Her Excellency quoted some statistics to contextualise the level of disruption Russian aggression has caused: more than 10,000 people killed, 1.7m people displaced from Donetsk and Luhansk, a 20% decrease in industrial potential and the loss of control of 7% of Ukrainian territory. “Maybe this is not the ideal time for the UK to think about Ukrainians, and maybe Ukraine has not chosen the best time to be free. However, Ukraine can use the opportunity and make the case in clear terms that Ukrainian success is the best response to Russian aggression. Ukraine can be successful with international assistance, which is crucial,” she stated.
Lord Risby thanked the Ambassador for her impressive speech, and also Stephen Pound MP for sponsoring the room. “Throughout my years of involvement with Ukraine, I have not known a greater degree of connection between our two governments. Sir Gerald, Chairman of the All Party Parliamentary Group on Ukraine, has a Member of the Rada shadowing him next week, we have had a flow of Parliamentarians over with meetings at a very high level, and I have a young Crimean Tatar assistant working with me who studied at the LSE. So we keep up all these contacts,” he stated.
Her Excellency Mrs Natalia Galibarenko was appointed the Ambassador of Ukraine to the United Kingdom of Great Britain and Northern Ireland by the President of Ukraine on 26 August 2015.
A graduate of the Institute of International Relations of Taras Shevchenko National University in Kyiv, Ms Galibarenko entered the diplomatic service in 2000, working as Attaché, Third Secretary of the Cabinet of the Minister for Foreign Affairs of Ukraine, and Third and Second Secretary of the Mission of Ukraine to the European Union.
In 2006-2007, Ms Galibarenko was Chief Consultant of the Main Office for Foreign Policy, European and Euro-Atlantic Integration Processes of the Presidential Administration of Ukraine.
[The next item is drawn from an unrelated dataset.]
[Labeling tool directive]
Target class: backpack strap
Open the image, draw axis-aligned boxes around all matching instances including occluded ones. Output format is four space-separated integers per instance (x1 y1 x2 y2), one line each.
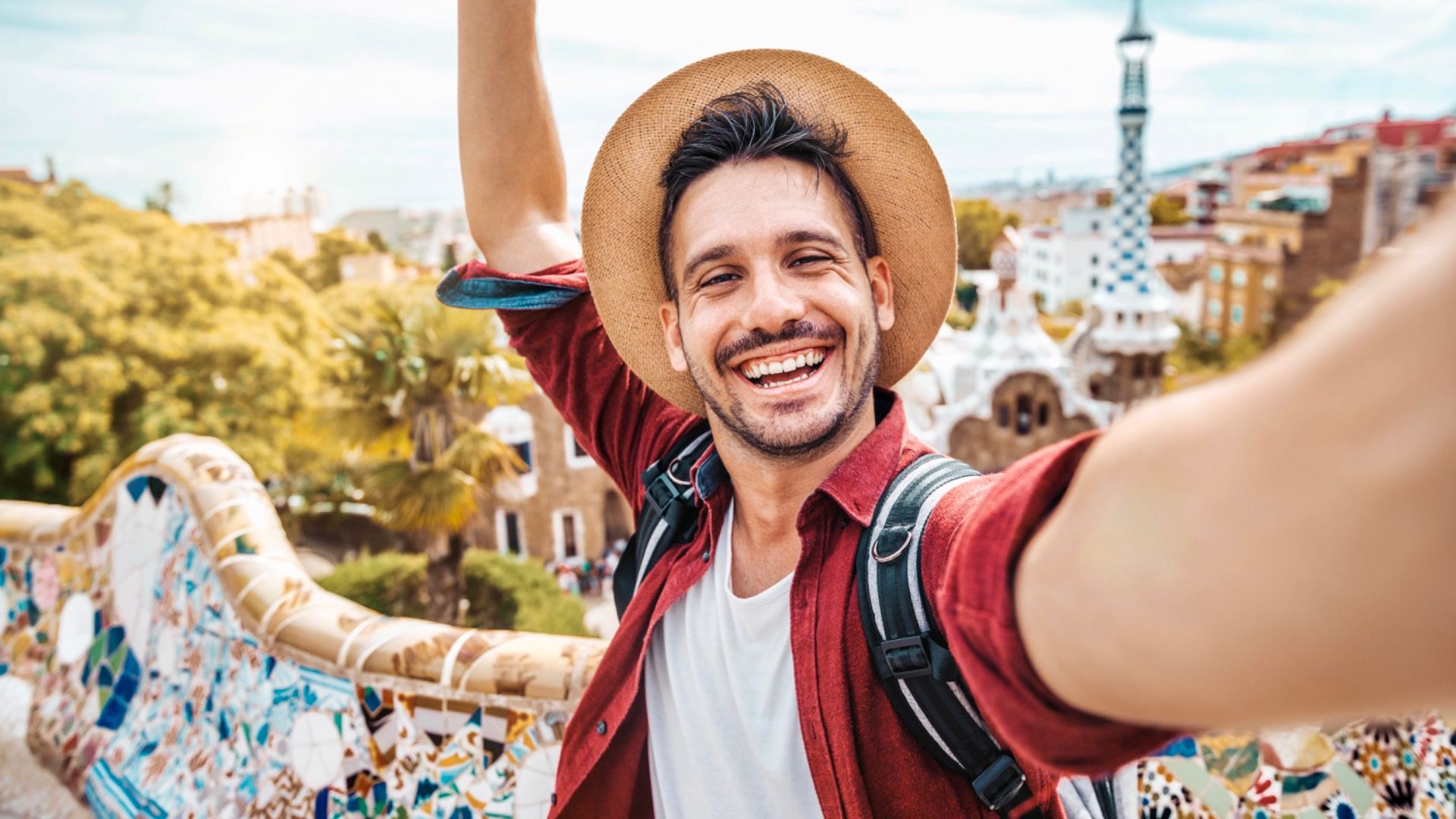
856 453 1041 819
611 424 714 618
She was Head of Section for Deputy Minister for Foreign Affairs in 2007-2009.
In 2009-2012, Ms Galibarenko was Head of Division, Deputy Director of the Directorate General – Head of Division for Co-operation in Political, Security and Defence Fields of the EU Directorate General, Ministry of Foreign Affairs of Ukraine.
In October 2012-March 2014, she was Deputy Head of the Permanent Mission of Ukraine to the International Organizations in Vienna, and was First Deputy Minister for Foreign Affairs of Ukraine in March 2014-December 2015.
Ms Galibarenko participated in numerous bilateral and multilateral negotiations with the EU, the Council of Europe, OSCE and other international organisations. She speaks English and Spanish, is married and has a 9-year-old son.